Relaxing Synchronization for Performance and Insight

Synchronization overhead is a major bottleneck in scaling parallel applications to a large number of cores. This continues to be true in spite of various synchronization-reduction techniques that have been proposed. Previously studied synchronization-reduction techniques tacitly assume that all synchronizations specified in a source program are essential to guarantee quality of the results produced by the program. In this work we examine the validity of this assumption by studying the effect of systematically relaxing synchronization for a wide set of parallel programs.

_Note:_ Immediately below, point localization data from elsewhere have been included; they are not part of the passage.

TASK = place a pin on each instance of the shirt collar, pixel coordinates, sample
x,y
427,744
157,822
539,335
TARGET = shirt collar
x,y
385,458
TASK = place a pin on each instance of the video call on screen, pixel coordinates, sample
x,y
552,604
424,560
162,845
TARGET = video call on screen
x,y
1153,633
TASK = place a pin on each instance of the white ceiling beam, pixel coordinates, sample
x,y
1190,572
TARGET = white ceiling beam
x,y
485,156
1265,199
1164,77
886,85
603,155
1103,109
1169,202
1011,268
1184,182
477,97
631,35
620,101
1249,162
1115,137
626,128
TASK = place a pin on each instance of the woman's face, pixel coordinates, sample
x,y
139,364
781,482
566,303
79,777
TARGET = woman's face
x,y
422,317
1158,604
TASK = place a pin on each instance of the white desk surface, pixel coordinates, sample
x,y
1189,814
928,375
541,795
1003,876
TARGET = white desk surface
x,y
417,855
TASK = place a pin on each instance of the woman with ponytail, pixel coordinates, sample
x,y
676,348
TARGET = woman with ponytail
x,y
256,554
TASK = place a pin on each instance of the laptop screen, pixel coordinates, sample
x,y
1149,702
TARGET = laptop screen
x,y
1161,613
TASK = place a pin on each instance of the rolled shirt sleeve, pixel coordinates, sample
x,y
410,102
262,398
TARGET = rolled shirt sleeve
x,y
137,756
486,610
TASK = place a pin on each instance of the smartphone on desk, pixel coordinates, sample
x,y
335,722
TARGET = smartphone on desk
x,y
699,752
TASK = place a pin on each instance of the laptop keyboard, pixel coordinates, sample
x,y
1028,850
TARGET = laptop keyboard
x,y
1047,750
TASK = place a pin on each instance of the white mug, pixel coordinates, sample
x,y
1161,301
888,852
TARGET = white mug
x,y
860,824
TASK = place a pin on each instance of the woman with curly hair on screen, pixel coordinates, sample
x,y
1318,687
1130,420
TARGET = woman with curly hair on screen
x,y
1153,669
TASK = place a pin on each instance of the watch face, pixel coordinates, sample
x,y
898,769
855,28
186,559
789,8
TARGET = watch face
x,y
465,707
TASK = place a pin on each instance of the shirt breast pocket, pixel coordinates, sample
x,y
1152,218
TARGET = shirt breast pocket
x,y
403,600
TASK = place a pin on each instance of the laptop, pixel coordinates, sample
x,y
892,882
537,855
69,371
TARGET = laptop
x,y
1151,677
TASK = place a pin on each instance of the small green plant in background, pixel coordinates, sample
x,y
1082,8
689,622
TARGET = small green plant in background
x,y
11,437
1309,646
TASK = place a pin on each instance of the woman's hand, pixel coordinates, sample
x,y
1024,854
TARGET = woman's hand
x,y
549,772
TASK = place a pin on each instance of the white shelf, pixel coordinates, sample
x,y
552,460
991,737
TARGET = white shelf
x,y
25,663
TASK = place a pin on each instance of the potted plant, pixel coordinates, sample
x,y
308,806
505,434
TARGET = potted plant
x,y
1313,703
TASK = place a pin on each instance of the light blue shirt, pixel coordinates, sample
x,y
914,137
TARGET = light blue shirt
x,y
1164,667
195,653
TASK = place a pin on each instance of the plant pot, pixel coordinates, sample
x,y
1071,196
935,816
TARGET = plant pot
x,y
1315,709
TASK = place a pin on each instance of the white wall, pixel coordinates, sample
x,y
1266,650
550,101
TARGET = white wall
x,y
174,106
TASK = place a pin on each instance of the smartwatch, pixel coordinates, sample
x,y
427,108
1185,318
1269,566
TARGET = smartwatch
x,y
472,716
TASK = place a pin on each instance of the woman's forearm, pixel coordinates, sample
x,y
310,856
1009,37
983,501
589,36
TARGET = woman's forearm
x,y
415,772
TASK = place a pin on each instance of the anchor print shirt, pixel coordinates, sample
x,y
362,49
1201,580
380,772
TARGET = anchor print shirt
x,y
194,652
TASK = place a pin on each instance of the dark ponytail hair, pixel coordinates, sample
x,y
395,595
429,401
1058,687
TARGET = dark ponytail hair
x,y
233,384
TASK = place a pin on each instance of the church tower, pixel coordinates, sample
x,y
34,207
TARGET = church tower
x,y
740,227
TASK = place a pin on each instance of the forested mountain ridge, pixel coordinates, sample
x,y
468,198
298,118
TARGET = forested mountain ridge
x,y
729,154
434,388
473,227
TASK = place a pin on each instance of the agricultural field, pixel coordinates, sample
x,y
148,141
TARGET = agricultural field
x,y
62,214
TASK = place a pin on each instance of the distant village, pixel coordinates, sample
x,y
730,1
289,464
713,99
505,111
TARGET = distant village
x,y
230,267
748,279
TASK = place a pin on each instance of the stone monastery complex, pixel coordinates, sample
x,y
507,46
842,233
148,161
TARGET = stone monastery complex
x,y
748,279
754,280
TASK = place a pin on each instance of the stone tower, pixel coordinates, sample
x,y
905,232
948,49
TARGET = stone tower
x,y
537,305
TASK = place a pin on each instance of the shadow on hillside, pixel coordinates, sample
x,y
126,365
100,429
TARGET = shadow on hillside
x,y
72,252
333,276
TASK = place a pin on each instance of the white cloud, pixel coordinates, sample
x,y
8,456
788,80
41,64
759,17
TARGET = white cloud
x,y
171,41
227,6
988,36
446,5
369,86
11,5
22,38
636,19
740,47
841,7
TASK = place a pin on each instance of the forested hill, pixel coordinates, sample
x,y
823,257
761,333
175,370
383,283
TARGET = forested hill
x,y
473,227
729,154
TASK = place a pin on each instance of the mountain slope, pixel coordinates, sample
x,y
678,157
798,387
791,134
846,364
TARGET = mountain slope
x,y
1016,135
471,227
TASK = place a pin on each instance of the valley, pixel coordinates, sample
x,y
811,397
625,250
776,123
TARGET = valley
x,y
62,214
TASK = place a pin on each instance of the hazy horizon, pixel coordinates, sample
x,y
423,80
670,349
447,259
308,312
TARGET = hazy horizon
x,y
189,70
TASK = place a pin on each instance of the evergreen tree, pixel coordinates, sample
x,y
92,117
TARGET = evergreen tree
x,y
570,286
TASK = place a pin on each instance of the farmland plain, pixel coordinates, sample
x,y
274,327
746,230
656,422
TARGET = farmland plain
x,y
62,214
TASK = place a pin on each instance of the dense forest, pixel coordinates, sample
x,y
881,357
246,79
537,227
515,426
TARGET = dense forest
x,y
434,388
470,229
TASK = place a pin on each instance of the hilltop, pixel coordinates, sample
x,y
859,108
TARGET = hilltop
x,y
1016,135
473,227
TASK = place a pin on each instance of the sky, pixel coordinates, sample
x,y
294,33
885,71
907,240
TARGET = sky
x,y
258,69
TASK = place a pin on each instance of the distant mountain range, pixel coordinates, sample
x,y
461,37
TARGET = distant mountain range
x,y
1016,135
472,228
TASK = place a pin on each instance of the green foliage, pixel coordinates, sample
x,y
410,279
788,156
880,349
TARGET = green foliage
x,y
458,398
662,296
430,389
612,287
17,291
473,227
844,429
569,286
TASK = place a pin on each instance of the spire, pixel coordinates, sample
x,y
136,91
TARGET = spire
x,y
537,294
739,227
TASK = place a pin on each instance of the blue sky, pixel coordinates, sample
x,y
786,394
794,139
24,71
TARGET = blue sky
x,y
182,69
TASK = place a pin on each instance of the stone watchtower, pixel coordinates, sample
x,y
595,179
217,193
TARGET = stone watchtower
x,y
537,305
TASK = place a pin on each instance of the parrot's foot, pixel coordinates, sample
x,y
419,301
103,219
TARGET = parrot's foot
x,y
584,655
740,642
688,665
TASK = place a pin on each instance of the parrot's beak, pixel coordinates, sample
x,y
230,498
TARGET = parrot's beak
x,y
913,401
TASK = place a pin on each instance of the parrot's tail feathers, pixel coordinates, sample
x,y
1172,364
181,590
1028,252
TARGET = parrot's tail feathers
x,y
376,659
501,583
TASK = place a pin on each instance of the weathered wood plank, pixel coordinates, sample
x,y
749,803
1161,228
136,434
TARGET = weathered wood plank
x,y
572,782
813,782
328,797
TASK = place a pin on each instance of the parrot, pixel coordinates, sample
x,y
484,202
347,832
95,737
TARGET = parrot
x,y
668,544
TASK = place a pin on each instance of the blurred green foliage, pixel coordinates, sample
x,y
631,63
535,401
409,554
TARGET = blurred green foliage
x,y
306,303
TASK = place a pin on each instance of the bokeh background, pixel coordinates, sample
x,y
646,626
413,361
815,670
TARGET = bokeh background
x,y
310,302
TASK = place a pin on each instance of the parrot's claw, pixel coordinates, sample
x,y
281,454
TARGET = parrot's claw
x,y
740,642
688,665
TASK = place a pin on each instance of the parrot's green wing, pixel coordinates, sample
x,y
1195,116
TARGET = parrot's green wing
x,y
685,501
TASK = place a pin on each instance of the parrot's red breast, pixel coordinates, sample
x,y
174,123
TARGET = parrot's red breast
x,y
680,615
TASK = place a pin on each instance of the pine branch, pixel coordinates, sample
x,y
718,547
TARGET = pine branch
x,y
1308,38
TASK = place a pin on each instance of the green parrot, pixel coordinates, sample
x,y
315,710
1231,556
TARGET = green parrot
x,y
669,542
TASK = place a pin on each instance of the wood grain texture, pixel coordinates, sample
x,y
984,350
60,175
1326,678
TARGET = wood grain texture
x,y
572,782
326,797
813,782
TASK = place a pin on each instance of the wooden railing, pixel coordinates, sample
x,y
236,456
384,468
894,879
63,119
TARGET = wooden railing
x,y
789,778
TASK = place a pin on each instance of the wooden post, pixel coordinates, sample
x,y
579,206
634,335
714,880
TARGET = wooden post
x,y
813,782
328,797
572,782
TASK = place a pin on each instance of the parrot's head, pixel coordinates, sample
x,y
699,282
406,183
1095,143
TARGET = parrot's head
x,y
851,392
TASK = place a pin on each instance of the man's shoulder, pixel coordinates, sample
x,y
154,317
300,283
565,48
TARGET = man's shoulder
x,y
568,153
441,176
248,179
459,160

We consider the class of computations for which the quality of result can be quantified, and the quality need only fall within some acceptable range. Several computations from important benchmark suites such as PARSEC, STAMP, and NU-MineBench, belong to this class. We propose a technique which relaxes the programmer-specified synchronization to reduce, and in some cases completely eliminate, the synchronization overhead. In addition, we also develop model computations that map to some of the well-known parallel applications, and analyze the effects of relaxing synchronization. Our results show that relaxing synchronization can achieve significant speedups; for example, up to 15x for the Kmeans benchmark and up to 70x for one of the model computations, with no degradation in the quality of the results. Our study also provides valuable insight into the synchronization resilience of parallel applications, thus paving the way towards the development of more effective synchronization primitives that can be exploited efficiently by compilers and parallel runtime systems.